И вот тогда-то он впервые и увидел ее, ту, о ком забудет на целое лето, погруженный в семейные проблемы, ссоры, низкооплачиваемую работу со свободным графиком и мысли о тщетности бытия и его же бесцельности. Ему показалось тогда, что ей четырнадцать — маленькая, на вид хрупкая и при том очень упрямая. Потом, по речи и поведению, стал ясен ее настоящий возраст.
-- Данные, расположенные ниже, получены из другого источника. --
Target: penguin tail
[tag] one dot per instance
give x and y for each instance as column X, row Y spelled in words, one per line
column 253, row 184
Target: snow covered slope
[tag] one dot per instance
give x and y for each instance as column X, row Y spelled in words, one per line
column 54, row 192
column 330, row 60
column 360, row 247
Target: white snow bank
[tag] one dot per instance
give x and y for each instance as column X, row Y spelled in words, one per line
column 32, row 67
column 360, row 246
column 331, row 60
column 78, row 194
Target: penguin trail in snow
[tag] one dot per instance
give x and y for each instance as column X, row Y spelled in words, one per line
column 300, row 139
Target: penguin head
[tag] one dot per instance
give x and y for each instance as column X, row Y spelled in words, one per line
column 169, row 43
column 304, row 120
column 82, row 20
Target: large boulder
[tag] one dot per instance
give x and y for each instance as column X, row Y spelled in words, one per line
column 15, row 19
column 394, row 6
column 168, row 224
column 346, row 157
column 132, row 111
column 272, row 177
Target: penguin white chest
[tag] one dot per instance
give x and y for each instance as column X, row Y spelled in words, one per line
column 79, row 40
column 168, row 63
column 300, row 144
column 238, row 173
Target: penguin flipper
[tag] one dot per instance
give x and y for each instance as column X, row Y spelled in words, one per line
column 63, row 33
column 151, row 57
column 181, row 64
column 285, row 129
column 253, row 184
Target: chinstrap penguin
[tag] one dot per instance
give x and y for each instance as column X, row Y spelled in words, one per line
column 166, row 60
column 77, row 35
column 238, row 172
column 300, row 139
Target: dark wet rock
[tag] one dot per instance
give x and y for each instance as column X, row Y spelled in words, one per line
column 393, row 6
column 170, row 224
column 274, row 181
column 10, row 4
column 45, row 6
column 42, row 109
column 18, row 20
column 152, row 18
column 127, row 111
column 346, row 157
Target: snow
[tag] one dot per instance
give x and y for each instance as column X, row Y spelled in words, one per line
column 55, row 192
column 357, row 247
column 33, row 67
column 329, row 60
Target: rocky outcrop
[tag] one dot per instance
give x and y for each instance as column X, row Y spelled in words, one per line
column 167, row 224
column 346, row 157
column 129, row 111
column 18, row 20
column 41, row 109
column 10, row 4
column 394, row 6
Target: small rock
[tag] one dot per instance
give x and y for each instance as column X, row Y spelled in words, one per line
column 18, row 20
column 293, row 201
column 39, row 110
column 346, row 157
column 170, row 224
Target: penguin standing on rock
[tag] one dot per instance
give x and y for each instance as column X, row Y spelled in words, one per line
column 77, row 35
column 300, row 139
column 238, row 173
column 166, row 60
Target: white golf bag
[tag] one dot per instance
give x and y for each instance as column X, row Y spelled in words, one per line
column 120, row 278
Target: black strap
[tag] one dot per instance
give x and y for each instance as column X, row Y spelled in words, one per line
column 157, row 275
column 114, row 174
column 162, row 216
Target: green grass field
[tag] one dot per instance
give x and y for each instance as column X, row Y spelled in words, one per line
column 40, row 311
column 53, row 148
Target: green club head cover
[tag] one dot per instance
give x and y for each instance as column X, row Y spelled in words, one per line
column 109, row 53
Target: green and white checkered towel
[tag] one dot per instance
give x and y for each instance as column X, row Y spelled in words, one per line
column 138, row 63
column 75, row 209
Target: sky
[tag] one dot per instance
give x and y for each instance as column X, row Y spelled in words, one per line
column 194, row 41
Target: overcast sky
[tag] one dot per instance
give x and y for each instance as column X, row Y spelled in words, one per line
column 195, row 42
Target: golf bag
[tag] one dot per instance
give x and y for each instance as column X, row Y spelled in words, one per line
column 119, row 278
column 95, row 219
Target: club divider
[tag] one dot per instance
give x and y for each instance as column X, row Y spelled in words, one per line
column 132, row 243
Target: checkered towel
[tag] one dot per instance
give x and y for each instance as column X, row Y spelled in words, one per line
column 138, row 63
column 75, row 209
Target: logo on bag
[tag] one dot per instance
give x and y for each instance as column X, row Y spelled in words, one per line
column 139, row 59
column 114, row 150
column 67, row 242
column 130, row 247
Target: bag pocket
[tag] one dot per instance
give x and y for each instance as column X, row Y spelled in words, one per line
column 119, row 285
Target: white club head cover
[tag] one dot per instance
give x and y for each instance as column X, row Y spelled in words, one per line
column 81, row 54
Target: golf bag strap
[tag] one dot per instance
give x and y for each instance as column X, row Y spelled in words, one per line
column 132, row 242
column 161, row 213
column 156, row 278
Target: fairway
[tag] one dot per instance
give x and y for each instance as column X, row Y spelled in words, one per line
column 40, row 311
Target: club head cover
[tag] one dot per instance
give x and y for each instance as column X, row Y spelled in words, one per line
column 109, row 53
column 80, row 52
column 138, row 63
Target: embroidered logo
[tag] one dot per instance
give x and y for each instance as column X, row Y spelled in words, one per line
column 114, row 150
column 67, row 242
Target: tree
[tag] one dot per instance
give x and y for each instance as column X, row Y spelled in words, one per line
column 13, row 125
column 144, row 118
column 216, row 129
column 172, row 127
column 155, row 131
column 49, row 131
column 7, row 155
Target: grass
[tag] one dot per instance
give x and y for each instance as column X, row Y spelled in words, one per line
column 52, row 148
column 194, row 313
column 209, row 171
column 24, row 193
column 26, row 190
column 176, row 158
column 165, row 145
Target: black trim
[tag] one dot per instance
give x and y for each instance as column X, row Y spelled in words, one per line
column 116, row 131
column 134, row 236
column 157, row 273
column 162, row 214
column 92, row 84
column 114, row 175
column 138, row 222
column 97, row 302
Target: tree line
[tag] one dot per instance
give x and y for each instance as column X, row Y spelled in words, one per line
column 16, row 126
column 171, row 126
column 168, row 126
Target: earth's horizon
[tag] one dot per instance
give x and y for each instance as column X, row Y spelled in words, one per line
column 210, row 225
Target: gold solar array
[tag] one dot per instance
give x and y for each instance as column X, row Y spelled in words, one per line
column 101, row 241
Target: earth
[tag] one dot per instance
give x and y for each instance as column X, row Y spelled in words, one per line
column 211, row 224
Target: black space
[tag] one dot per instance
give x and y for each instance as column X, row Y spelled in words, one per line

А потом оказалось, что Джет не может больше его такого терпеть и не нужна ей нежность, забота и тот странный подвид свободы, доступный только ему.
Банально и больно.
Глупо, в общем-то, и неприглядно — но это жизнь, и, может, кому-то удается выбирать между жизнями, но таких счастливых людей мало кто знает.
Ему иногда снилось колесо обозрения, и будто бы они с Джет прощаются, холодно целуясь где-то на полпути к самой высокой точке.
Ему снилась отрезанная голова Джет, отданная ему на хранение, которую он держит в морозильной камере холодильника. Но чаще ему снилась женщина в платье из осенних листьев, что отдавала ему футляр с нарезным ружьем и красноволосый мужчина, вылезающий из канализационного люка посреди детской площадки. Подтягивая колки на басу, мужчина говорил: "Крысы не умирают, они лишь прикидываются мертвыми, чтобы обрести свободу и жить на воле".
Кто они? Выдумка? Откуда они?
Почему так сложно разграничить их и Джет, их и девочку-огонька? И еще где-то в глубине сознания плещутся, словно сок на донышке непрозрачного бумажного пакета, какие-то очень важные воспоминания, и их никак не поймать, никак не выудить из этой тьмы.
Но если открыть глаза, из тьмы можно извлечь себя.
Он сел, с трудом раскрыл тяжелые веки и сфокусировал взгляд на стене впереди. Тут же его снова припечатала тьма, а в ушах зазвенело. Когда темнота перед глазами рассеялась, он смог осмотреть помещение, в котором находится.
Внутри все было серым, старым и крошащимся. Тусклая, сырая комната. Стены будто подернуты дымкой.
Серым кажется все. Цветов будто нет вообще — в сером окне серое небо, серые стены вокруг окна переходят в бледный, ненасыщенный черный.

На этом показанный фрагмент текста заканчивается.